Her şeyden önce şunu bilmekte yarar var: Birer siyasi kimlik olarak kamuoyunun önünde duran Abdullah Gül ile Tayyip Erdoğan arasında konuşarak çözemeyecekleri hiçbir konu olamaz. Aralarındaki ilişki başkalarını aracı kılmayı gerektirmeyecek bir hukuka dayanıyor da ondan...
Açıklamadan çıkartılan Tayyip Erdoğan’la ilgili sonuçların hiçbiri bu sebeple doğru değildir.
Söylenenleri yeniden cumhurbaşkanı adaylığının ilânı olarak yorumlayanlar ise mantıktan yoksun. Halkın seçeceği cumhurbaşkanı için dört başı mamur siyasi destek gerekir; aday kim olacaksa, arkasında güçlü bir parti mekanizması ve geceli-gündüzlü çalışan bir örgüt bulunacaktır.

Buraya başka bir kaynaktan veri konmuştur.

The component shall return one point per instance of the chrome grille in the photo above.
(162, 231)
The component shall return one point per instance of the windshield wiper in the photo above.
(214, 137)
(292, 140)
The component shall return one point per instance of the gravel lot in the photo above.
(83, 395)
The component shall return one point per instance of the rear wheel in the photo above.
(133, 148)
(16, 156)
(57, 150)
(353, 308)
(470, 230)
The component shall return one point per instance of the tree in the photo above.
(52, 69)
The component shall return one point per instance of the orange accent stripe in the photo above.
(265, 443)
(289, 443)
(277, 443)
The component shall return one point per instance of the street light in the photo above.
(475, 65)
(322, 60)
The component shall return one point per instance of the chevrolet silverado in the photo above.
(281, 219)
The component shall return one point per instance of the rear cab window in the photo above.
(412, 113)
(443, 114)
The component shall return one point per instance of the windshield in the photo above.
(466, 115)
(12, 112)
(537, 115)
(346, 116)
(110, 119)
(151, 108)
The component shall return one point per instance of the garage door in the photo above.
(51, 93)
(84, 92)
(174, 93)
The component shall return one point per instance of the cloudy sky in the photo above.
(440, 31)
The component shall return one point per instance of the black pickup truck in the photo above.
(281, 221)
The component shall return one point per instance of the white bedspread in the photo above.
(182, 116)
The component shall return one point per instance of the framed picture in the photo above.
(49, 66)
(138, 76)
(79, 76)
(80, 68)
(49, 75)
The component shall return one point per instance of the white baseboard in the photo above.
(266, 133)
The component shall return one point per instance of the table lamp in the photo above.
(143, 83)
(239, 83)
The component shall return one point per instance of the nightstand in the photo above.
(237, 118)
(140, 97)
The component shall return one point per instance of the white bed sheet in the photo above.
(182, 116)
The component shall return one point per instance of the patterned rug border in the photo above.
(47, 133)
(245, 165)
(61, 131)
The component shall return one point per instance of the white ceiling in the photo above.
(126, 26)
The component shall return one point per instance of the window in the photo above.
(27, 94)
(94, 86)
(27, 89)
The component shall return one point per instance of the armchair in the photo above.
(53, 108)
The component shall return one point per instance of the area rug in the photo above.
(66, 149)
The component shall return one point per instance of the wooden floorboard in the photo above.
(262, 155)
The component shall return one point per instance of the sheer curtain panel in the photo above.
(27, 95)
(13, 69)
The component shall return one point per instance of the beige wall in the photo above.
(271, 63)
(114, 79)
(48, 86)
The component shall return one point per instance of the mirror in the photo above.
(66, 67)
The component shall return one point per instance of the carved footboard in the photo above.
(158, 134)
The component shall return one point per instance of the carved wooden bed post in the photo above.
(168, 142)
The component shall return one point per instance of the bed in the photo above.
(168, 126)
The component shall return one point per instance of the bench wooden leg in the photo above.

Kaldı ki, Abdullah Gül, bugüne kadar üstlendiği bütün görevlere içinde yer aldığı kadronun ortak tercihiyle geldi: Fazilet Partisi’nde genel başkan adaylığı... 2002 seçimi sonrasında başbakanlık... 2007’de cumhurbaşkanlığı...
Görevlerin hiçbiri için “Beni seçin” dememiş birinin şimdi farklı davranması beklenmemeli. Çankaya Köşkü oraya çıkanlara karakter değiştirtecek cazibede olsa bile, söz konusu kişi Abdullah Gül beyler...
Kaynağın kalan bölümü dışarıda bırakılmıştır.